Personal information
- Born: 12 May 1943 Arblade-le-Bas, Gers, France
- Died: 7 June 2025 (aged 82) Saint-Pierre-du-Mont, Landes, France

Sport
- Sport: Track and field
- Event(s): 5000 metres 10,000 metres

Medal record
Men's athletics
Representing France
World Championships
| Bronze medal – third place | 1974 Monza | Senior men's team |

= René Jourdan =

French long-distance runner

René Jourdan (12 May 1943 – 7 June 2025) was a French long-distance runner.

== Life and career ==
Jourdan was born in Arblade-le-Bas, Gers.

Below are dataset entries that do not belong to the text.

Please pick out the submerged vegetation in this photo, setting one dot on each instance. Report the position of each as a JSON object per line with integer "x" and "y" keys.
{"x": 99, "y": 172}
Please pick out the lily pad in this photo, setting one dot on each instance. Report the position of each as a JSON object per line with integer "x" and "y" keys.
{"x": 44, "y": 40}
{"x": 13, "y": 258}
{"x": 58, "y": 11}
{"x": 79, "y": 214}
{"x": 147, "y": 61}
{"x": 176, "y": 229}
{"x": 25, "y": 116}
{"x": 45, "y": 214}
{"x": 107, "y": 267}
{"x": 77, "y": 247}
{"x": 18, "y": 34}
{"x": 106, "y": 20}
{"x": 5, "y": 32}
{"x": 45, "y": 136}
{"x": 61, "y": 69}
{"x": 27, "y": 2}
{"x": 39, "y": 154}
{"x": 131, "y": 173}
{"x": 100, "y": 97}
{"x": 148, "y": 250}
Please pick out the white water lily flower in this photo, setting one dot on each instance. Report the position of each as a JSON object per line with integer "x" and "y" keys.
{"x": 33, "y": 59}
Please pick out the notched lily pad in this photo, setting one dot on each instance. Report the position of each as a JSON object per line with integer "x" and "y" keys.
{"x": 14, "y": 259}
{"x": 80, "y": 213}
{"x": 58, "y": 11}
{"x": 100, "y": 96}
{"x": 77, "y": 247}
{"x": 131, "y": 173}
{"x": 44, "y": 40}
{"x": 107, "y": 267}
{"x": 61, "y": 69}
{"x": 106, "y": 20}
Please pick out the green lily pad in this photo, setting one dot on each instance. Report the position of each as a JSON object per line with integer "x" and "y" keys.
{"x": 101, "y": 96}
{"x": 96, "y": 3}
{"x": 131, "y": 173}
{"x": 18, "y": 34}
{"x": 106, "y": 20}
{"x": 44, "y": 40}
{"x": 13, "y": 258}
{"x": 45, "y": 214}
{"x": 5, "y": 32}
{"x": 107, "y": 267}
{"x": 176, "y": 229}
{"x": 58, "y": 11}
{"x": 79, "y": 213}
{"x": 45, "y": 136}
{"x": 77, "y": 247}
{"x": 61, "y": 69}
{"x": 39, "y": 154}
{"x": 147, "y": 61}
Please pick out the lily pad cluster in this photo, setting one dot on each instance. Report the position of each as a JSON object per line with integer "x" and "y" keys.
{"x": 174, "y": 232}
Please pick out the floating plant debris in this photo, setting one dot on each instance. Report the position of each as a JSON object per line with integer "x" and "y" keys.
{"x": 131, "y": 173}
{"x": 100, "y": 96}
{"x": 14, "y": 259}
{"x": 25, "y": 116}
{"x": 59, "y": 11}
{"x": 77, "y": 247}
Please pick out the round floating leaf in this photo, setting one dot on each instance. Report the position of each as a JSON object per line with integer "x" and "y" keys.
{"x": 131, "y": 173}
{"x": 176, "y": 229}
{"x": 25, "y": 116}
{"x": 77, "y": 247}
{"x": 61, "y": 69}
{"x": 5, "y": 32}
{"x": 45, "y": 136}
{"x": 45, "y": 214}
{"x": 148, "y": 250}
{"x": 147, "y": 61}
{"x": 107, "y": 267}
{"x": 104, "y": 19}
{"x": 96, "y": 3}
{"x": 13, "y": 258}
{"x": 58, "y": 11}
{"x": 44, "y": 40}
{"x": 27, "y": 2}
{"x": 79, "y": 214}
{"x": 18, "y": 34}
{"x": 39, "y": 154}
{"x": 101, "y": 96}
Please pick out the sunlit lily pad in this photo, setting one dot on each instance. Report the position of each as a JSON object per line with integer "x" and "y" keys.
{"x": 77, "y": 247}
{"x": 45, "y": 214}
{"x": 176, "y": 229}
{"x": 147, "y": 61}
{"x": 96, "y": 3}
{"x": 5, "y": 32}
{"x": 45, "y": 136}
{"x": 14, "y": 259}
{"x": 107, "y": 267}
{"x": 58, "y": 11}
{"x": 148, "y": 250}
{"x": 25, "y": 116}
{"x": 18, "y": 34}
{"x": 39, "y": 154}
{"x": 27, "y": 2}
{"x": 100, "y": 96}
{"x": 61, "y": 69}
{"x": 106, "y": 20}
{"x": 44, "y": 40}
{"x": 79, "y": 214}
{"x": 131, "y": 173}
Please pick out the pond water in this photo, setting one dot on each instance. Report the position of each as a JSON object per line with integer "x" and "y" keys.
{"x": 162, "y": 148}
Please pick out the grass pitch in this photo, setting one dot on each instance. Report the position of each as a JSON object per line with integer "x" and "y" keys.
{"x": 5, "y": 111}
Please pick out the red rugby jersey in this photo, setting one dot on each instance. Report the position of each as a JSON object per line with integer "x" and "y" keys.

He was a physical education instructor in Aire-sur-l'Adour.

Jourdan competed in two events at the 1969 European Athletics Championships, placing tenth in the 5000 metres, and then placing seventh place in the 10,000 metres. He also competed at the 1974 IAAF World Cross Country Championships, winning the bronze medal in the senior men's team event. He became French champion in the 5000 metres in 1967, 1969 and 1970, and 10,000 metres champion in 1968.

== Death ==
Jourdan died in Saint-Pierre-du-Mont, Landes on 7 June 2025, at the age of 82.